Perempuan Tua dalam Kepala
Perempuan
Tua dalam Kepala
Cerpen Pilihan Kompas
Cerpen Pilihan Kompas
Karya Avianti Armand
Di dalam kepalaku hidup seorang
perempuan tua pemarah yang gemar menghentak-hentakkan kaki dan
berteriak-teriak. Begitu tuanya, dia menyerupai seonggok pohon kering-keriput,
bungkuk, dan bengkok di sana-sini dengan sudut-sudut yang janggal. Suaranya
seperti derit roda kekurangan minyak. Jika dia berteriak, aku terpaksa menutup
telinga.
Dia
menghuni sebuah rumah reyot dari batu tanpa jendela. Hanya ada satu pintu besi
berkarat yang selalu berbunyi saat membuka dan menutup. Seluruh dinding rumah
itu ditumbuhi lumut gelap yang lebat. Ulat-ulat gemuk berwarna hitam hidup dan
beranak-pinak di dalamnya.
Sesekali kulihat perempuan itu
mencungkili ulat-ulat tadi dari dinding, memasukkan mereka ke dalam panci, dan
membawanya ke dalam rumah. Aku tak tahu apa yang dilakukannya dengan ulat-ulat
tadi. Tapi tak lama sesudahnya, asap akan membubung dari cerobong. Ulat-ulat
tadi mungkin telah jadi sup atau ramuan pembuat gila.
Aku
percaya dia adalah seorang penyihir.
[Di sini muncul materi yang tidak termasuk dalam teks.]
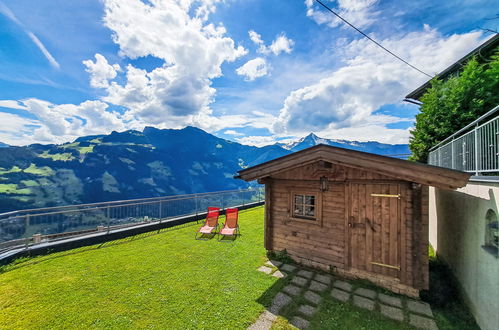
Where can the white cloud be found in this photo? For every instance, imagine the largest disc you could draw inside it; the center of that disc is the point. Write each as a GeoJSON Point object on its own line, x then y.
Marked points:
{"type": "Point", "coordinates": [15, 129]}
{"type": "Point", "coordinates": [43, 49]}
{"type": "Point", "coordinates": [258, 141]}
{"type": "Point", "coordinates": [101, 71]}
{"type": "Point", "coordinates": [57, 123]}
{"type": "Point", "coordinates": [12, 104]}
{"type": "Point", "coordinates": [360, 13]}
{"type": "Point", "coordinates": [232, 132]}
{"type": "Point", "coordinates": [253, 69]}
{"type": "Point", "coordinates": [281, 44]}
{"type": "Point", "coordinates": [193, 52]}
{"type": "Point", "coordinates": [345, 101]}
{"type": "Point", "coordinates": [8, 13]}
{"type": "Point", "coordinates": [255, 37]}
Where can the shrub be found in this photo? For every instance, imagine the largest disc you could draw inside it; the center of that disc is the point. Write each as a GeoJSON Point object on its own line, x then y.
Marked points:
{"type": "Point", "coordinates": [443, 287]}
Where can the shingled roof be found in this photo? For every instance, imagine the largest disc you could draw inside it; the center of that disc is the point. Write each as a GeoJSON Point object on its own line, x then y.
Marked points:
{"type": "Point", "coordinates": [393, 167]}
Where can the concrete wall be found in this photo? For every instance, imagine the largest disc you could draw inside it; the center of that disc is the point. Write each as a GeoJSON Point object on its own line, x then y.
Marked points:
{"type": "Point", "coordinates": [457, 232]}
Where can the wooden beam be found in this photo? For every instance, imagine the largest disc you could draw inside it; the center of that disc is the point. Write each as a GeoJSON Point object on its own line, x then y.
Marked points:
{"type": "Point", "coordinates": [268, 220]}
{"type": "Point", "coordinates": [416, 235]}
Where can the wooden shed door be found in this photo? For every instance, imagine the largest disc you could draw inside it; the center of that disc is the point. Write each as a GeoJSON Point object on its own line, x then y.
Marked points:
{"type": "Point", "coordinates": [374, 228]}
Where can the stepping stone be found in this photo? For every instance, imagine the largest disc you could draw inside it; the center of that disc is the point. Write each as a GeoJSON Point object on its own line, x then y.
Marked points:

Sejak tinggal di kepalaku, belasan tahun
yang lalu, perempuan itu seolah berhenti menua.
Aku tak
menyukainya. Dia tak menyukaiku. Dia menyukai apa yang tidak kusukai dan tidak
menyukai apa yang kusukai. Dia memakiku ketika aku menolong anak laki-laki yang
jatuh dari sepeda, dan menjerit-jerit marah ketika suatu pagi aku menikmati
suara burung-burung pertama di pohon depan rumah. Jeritannya membuat
burung-burung itu kabur ketakutan.
Tapi ia
bertepuk senang ketika aku menempeleng pengendara motor yang memotong jalur
mobilku. Atau mengajukan saran-saran balas dendam yang benar-benar bagus ketika
aku bersungut-sungut keluar dari ruang kerja bosku setelah setengah jam penuh
diceramahi karena terlalu sering terlambat. Satu sarannya kujalankan. Hari itu
bos terpaksa pulang naik taksi karena dua dari empat ban mobilnya kempes. Tak
seorang pun mencurigaiku.
Di
saat-saat terburuknya, perempuan tua itu benar-benar menyulitkan. Dia akan
memukuli bagian dalam kepalaku dengan tongkatnya, atau menusuk-nusuk otakku
dengan jarum jahitnya yang besar. Sakitnya luar biasa. Aku hanya bisa diam-diam
menangis sambil membentur-benturkan kepalaku ke benda-benda keras yang
terdekat: tembok, pintu, kepala tempat tidur, meja, kursi, wastafel, pinggiran
bath tub,… apa saja – dan baru berhenti setelah dia berhenti.
Aku
pernah mengusirnya. Tentu saja dia tak mau. Aku mengancam akan meledakkan
kepalaku. Dia malah menantang, ”Coba saja kalau berani!” Dia menang. Aku memang
pengecut. Sejak itu, dia makin kejam dan sewenang-wenang. Aku tak bisa berbuat
lain kecuali belajar menahan rasa sakit agar dia tak selalu menang.
Tapi
sore ini dia cukup tenang. Mungkin karena aku sekedar duduk minum kopi di
sebuah café di sebuah mal dengan pikiran kosong. Sesuatu yang tak membuatnya
geram ataupun senang.
Tak
banyak yang lalu lalang di tengah minggu seperti ini. Cuma gadis-gadis dengan
baju serba terbuka. Ibu-ibu muda dengan rambut bergulung-gulung dan wangi yang
menyengat hidung. Di belakang mereka, rombongan baby sitter berseragam
kedodoran membuntuti dengan tergopoh-gopoh. Beberapa menggendong bayi, lainnya
membawa tas berisi botol-botol susu dan air panas yang terlihat berat. Tiga
lelaki gemuk lewat dengan celana dan kemeja berbunga-bunga cerah yang tak
serasi. Satu dari mereka mengenakan kalung dan anting-anting emas. Aku menunduk
muak.
”Sen!”
Seorang lelaki tiba-tiba menjulang di depanku. Tinggi, tegap, wangi. Wajahnya
bersih. Senyumnya berkilau. Aku langsung teringat sebuah iklan pasta gigi, tapi
kesulitan mengingat siapa dia. Mataku pasti penuh tanda tanya karena matanya
kemudian dengan sabar menuntunku ke sebuah gudang di satu siang, belasan tahun
yang lalu.
Di satu
sudutnya, seorang anak lelaki kecil dengan celana pendek hijau berjongkok di
sebelahku. ”Jangan takut,” bisiknya. Tangannya lalu menggenggam tanganku.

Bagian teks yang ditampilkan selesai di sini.